“Please let me have the next dance, Miss Buck.”

“I believe I have an engagement,” panted Judith, looking at her card. “Yes, it’s a waltz and dear old Mr. Pete Barnes has put his name down. See!” She held it up for Jeff’s inspection. Pete had written, “Set this dance out with your true admirer, Pete Barnes.”

“Nonsense,” cried Jeff. “You mustn’t sit out dances with old men when young men are dy—want to dance with you.”

“Mustn’t I though? Not when old men have been good to me beyond belief? These are my old men and I wouldn’t break an engagement with one of them for a pretty. Mr.
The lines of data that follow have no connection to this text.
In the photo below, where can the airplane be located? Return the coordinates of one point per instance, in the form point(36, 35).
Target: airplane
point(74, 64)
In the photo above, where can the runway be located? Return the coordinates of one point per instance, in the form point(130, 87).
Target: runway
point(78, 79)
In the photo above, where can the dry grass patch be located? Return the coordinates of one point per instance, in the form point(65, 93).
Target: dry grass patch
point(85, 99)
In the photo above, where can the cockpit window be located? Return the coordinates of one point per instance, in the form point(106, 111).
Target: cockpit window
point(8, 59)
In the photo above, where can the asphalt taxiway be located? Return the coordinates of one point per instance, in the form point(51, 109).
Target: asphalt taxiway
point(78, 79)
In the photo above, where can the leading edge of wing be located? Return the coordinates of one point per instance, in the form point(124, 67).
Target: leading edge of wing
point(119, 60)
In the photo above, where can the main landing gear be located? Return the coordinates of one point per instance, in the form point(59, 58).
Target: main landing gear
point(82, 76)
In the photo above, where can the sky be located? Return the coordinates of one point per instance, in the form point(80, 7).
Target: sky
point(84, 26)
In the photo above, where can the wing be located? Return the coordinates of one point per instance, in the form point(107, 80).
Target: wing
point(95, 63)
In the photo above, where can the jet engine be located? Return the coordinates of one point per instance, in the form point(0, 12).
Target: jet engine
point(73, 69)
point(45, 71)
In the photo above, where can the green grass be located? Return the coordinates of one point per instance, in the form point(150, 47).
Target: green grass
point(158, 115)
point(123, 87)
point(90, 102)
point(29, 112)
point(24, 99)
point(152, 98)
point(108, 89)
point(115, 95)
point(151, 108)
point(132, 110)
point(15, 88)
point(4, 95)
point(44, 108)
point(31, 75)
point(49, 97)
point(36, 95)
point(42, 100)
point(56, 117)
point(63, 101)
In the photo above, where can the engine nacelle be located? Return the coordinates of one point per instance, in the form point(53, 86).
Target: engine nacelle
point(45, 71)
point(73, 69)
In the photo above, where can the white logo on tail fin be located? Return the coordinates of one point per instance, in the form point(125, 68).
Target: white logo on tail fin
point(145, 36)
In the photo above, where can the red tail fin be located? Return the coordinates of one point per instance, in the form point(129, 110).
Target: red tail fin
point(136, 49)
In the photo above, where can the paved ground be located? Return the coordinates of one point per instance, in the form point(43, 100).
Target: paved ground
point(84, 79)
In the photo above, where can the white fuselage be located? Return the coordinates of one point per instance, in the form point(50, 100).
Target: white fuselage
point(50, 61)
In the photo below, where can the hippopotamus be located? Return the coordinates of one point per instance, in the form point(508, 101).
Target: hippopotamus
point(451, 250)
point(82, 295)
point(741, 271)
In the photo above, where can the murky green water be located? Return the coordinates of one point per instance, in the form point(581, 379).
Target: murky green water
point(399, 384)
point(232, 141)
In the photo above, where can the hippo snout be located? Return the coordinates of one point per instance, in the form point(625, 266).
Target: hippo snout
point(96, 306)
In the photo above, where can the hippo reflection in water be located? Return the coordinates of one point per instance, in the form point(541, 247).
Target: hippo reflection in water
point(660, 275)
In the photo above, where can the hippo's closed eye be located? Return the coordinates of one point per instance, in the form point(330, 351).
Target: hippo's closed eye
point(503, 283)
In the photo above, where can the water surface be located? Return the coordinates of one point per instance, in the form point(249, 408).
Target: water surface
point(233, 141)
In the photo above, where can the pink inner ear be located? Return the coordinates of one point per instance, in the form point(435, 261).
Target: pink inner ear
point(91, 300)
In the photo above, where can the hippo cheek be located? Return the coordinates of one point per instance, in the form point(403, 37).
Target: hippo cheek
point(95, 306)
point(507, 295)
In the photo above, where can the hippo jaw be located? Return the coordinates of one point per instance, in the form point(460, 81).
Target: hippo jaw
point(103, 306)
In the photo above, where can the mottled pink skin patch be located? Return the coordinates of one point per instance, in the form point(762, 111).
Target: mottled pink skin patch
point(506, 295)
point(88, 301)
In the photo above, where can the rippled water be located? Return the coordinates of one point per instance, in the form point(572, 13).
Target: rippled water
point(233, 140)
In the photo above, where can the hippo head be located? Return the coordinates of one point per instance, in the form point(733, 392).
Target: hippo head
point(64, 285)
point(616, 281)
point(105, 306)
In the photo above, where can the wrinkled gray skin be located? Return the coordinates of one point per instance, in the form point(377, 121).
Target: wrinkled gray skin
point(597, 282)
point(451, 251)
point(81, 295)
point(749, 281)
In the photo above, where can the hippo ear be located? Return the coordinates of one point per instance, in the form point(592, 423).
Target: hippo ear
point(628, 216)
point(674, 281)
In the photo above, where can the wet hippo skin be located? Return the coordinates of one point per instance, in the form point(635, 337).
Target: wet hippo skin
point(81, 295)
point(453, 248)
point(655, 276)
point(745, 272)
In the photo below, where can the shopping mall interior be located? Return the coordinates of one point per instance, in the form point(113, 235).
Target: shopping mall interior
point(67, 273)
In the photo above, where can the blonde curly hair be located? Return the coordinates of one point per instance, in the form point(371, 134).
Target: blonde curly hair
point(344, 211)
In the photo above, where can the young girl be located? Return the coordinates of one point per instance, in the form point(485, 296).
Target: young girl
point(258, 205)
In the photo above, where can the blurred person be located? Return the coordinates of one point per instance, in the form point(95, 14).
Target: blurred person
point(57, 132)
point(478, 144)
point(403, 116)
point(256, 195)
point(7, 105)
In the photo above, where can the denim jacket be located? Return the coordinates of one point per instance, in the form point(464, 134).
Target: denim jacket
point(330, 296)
Pete Barnes had a sabre cut once that made him a little lame and he can’t dance, so I promised to sit out the waltz with him,” explained Judith.
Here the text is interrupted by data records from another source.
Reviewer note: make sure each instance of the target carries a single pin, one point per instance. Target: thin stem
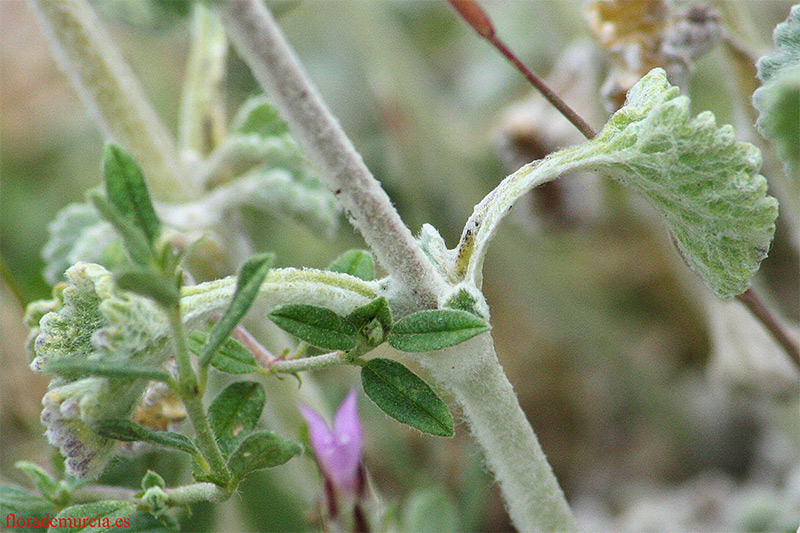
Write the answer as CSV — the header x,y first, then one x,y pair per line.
x,y
202,115
472,13
197,492
259,41
112,93
192,399
307,363
774,325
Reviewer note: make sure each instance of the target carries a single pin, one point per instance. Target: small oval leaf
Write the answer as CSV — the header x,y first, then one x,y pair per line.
x,y
317,326
434,329
231,356
358,263
251,276
129,431
405,397
263,449
127,190
235,412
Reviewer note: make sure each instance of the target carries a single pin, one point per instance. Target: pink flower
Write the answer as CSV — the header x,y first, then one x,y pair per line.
x,y
338,449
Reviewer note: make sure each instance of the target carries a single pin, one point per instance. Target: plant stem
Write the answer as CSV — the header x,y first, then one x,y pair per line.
x,y
259,41
471,370
112,93
472,13
306,363
192,399
201,124
773,324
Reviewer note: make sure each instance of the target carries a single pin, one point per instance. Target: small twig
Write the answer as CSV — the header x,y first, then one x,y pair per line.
x,y
472,13
777,329
258,39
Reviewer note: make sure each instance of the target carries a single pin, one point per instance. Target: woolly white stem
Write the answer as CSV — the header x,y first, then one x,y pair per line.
x,y
259,41
112,93
532,494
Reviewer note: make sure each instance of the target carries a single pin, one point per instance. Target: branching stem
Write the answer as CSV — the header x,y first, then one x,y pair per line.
x,y
259,41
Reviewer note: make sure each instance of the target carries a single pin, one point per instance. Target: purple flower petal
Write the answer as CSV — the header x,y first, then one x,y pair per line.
x,y
338,451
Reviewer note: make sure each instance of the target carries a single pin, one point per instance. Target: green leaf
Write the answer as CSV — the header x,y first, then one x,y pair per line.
x,y
136,243
263,449
79,234
129,431
434,329
97,516
160,288
431,509
127,190
231,356
44,482
778,100
317,326
373,321
251,276
402,395
235,412
358,263
699,178
72,369
258,116
21,503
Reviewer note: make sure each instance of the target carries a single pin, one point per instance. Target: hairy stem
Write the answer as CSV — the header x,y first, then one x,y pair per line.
x,y
202,116
259,41
472,13
534,498
192,399
112,93
773,324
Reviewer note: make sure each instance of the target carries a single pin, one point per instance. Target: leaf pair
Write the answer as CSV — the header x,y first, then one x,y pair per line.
x,y
234,414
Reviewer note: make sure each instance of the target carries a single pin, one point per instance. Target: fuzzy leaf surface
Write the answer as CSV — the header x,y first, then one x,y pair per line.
x,y
235,412
251,276
358,263
231,356
317,326
263,449
434,329
699,178
404,396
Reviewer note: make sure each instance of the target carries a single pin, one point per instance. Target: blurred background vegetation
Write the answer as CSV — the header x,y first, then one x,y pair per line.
x,y
602,330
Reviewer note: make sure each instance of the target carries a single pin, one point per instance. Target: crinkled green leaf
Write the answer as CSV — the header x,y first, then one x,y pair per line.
x,y
79,234
231,357
14,500
90,319
263,449
96,516
251,276
405,397
434,329
778,100
358,263
129,431
701,180
127,190
235,412
317,326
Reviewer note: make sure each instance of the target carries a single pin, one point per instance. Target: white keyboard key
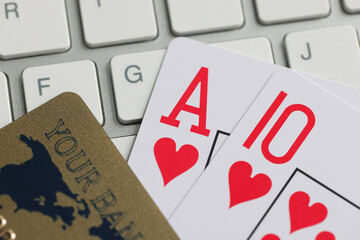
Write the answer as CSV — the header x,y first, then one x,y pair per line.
x,y
200,16
259,48
108,22
330,53
277,11
5,111
124,145
352,6
32,27
46,82
133,78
“All right, then the next dance on your card!” 162

“That is with Major Fitch and the next with Judge Middleton—that’s the Lancers—then the Virgina Reel with old Captain Crump. I’m very sorry, but I believe I am booked up until the intermission, which I hope means supper.”

“You can’t mean you are going to give up the whole evening to those old fellows. Miss Buck, Judith! Yes, I have a perfect right to call you Judith. You are my cousin. I—I—just found it out the other day. In fact, I am your nearest male relative,” Jeff said whimsically, “and as such I forbid you to spend the whole evening wasting your sweetness on the old men. They may be very fine old chaps, but—”

“May be! But! There is no maybe and no but about it. They are the loveliest old men in the world. You got to be a cousin too suddenly, Mr. Bucknor. Kinship is something deeper than a sudden flare. The old men are my fairy godfathers and that is closer than forty-eleventh cousins. Why, they even gave me my lovely dress so I could come to the ball. No, Mr. Barnes, I haven’t forgotten,” she said, tucking her hand in the old man’s arm as he came up to claim her promise. She looked over her shoulder and laughed at Jeff Bucknor. “Good-bye, Cousin!” she called. 163

Jeff moodily sought refuge behind Cousin Ann’s draperies. He knew he was behaving rudely, not to dance with the girls of the house party. He was sure Mildred and Nan would berate him, but he felt as though there were weights on his feet. Miss Ann graciously made room for him.

“A very charming ball, Cousin,” she said.